パカル王の墓へ下る階段入口。第10室。マヤ。メキシコシティ。国立人類学博物館。

2014年11月11日(火)。

マヤ文明はBC1000年頃から16世紀まで繁栄した都市文明であったが、統一王国はなかった古典期後期(600~800年)には大都市が周囲の中小都市を統括して八つほどの広域国家が形成されたのちに、60から70ほどの小都市国家が林立していた。

 

パレンケもマヤ文明の古代都市で、マヤ低地の西端にあたるメキシコ南東部のチアパス州に位置し、7世紀に最盛期を迎えた。パレンケ遺跡の碑文の神殿から発見されたパカル王の墓が有名で、復元展示されている。

 

幼児の甕棺墓。

 

復元されたパカル王の墓。

1952年メキシコの考古学者アルベルト・ルスが「碑文の神殿」の地下室に辿り着き、室内の壁面にはめ込まれていた巨大な石板を取り外したところ、鍾乳石の垂れ下がる広い洞窟のような部屋がその向こう側に確認された。そこには殉死者と目される数体の遺体に加え、肖像画やマヤ文字、また生命樹の図柄の浮彫が施された石の蓋、そしてその下に石棺が埋もれており、数多の装飾品を脇にした遺体が内部に発見された。

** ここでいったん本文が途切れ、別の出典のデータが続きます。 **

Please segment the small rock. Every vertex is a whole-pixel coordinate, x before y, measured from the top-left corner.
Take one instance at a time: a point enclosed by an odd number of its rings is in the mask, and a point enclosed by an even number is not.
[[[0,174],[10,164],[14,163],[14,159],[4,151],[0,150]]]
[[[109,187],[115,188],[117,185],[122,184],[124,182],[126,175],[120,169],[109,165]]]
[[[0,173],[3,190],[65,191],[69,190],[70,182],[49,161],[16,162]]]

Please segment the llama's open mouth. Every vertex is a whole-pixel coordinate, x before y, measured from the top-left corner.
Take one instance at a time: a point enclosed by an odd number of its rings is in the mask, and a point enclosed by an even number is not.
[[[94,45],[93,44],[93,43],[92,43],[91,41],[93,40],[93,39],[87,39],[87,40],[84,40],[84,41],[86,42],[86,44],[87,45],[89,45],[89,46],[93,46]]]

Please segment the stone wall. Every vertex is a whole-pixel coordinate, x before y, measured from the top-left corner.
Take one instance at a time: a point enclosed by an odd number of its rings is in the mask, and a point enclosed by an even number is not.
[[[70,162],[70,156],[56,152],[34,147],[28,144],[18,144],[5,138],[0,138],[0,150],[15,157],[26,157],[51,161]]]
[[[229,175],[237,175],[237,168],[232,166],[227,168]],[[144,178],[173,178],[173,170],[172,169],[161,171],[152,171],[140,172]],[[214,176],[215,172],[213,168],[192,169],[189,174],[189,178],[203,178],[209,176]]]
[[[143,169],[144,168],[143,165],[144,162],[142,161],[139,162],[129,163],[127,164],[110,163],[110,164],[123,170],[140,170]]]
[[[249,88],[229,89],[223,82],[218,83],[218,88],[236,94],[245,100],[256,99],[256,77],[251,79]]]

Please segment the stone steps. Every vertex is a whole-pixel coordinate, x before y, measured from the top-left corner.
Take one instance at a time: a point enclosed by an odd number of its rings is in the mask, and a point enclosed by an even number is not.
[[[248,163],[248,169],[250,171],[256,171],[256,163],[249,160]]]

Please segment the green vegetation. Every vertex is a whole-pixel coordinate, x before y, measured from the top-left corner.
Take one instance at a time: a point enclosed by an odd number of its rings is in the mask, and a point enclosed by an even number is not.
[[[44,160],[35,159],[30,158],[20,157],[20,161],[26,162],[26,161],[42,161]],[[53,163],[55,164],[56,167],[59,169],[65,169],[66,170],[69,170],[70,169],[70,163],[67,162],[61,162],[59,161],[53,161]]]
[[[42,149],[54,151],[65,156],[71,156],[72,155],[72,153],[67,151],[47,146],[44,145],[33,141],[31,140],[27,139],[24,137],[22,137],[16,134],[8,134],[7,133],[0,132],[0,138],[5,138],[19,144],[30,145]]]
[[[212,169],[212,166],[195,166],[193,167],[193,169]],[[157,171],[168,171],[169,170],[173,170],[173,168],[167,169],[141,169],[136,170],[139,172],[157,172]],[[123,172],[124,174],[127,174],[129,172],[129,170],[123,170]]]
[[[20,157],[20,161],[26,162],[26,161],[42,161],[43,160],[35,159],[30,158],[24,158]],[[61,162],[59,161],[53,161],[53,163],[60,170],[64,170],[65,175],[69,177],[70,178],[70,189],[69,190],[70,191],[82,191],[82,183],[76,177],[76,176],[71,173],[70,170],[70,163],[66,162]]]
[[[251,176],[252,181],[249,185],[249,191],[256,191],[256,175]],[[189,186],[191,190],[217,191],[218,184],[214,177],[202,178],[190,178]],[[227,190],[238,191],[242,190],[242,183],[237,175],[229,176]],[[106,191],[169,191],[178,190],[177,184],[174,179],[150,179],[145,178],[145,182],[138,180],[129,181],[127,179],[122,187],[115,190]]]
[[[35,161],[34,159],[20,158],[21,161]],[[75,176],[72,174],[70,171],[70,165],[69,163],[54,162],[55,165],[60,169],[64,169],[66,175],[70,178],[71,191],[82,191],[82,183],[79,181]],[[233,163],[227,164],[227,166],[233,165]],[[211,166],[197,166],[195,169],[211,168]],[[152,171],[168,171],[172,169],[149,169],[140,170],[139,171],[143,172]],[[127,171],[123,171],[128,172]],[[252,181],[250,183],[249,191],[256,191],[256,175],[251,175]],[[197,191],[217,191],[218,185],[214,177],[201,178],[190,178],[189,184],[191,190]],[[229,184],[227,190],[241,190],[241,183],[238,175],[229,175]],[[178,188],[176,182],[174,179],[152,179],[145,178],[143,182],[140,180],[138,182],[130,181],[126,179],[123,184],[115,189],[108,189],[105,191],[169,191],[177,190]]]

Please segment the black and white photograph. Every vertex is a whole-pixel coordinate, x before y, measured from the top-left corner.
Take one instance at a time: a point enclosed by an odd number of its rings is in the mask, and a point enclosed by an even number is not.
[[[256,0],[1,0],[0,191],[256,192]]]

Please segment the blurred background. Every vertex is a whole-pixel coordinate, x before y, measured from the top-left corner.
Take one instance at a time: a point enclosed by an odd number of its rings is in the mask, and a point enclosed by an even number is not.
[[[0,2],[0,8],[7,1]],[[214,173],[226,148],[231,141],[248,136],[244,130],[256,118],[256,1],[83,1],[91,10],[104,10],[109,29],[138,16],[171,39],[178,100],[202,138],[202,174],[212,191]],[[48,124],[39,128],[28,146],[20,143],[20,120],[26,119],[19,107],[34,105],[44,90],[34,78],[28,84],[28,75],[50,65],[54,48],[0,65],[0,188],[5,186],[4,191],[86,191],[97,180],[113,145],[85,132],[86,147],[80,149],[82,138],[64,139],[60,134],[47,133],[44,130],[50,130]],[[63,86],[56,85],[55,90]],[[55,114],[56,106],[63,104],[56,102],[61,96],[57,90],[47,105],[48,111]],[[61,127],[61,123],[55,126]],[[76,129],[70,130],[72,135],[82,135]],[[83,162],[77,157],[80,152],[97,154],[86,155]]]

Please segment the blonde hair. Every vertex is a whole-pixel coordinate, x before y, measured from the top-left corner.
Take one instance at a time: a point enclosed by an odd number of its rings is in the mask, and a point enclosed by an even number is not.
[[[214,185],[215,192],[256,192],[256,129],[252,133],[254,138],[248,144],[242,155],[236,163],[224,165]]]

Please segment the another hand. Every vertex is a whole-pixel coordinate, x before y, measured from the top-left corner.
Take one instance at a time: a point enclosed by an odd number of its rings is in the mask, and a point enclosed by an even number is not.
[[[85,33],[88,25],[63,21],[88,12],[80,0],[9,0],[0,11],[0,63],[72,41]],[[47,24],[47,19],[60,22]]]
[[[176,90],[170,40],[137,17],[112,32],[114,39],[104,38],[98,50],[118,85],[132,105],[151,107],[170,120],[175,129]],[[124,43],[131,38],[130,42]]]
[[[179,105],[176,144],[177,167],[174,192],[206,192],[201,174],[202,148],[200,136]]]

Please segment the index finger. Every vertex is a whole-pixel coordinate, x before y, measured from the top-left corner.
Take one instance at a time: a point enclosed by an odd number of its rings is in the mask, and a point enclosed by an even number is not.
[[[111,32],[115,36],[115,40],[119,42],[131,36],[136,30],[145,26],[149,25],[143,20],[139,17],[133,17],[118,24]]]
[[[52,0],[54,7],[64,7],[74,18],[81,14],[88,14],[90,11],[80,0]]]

翡翠の仮面をまとったこの遺体は、7世紀に在位したパカル王(位615~683年)と解明された。

マヤの古代都市遺跡にはピラミッドが多く見られるが、それは頂上の神殿を置くための台座に過ぎないと考えられてきた。この発見はその定説を覆し、当時の考古学界に大きな旋風を巻き起こすこととなった。

 

パレンケ王のヒスイの仮面。ルスがパカル王の石棺を発見した時、王の顔には豪華なヒスイの仮面がつけられていた。ヒスイをモザイク状に組み合わせた仮面で、ヒスイの緑色は、マヤ人にとって最も高貴な色とされ、祈りと運命のしるしであった。

 

若干12歳で王位を継承したパカル王は68年の治世を誇り、パレンケは目覚ましい発展を遂げた。

パカル王墓に埋葬された殉死者たち。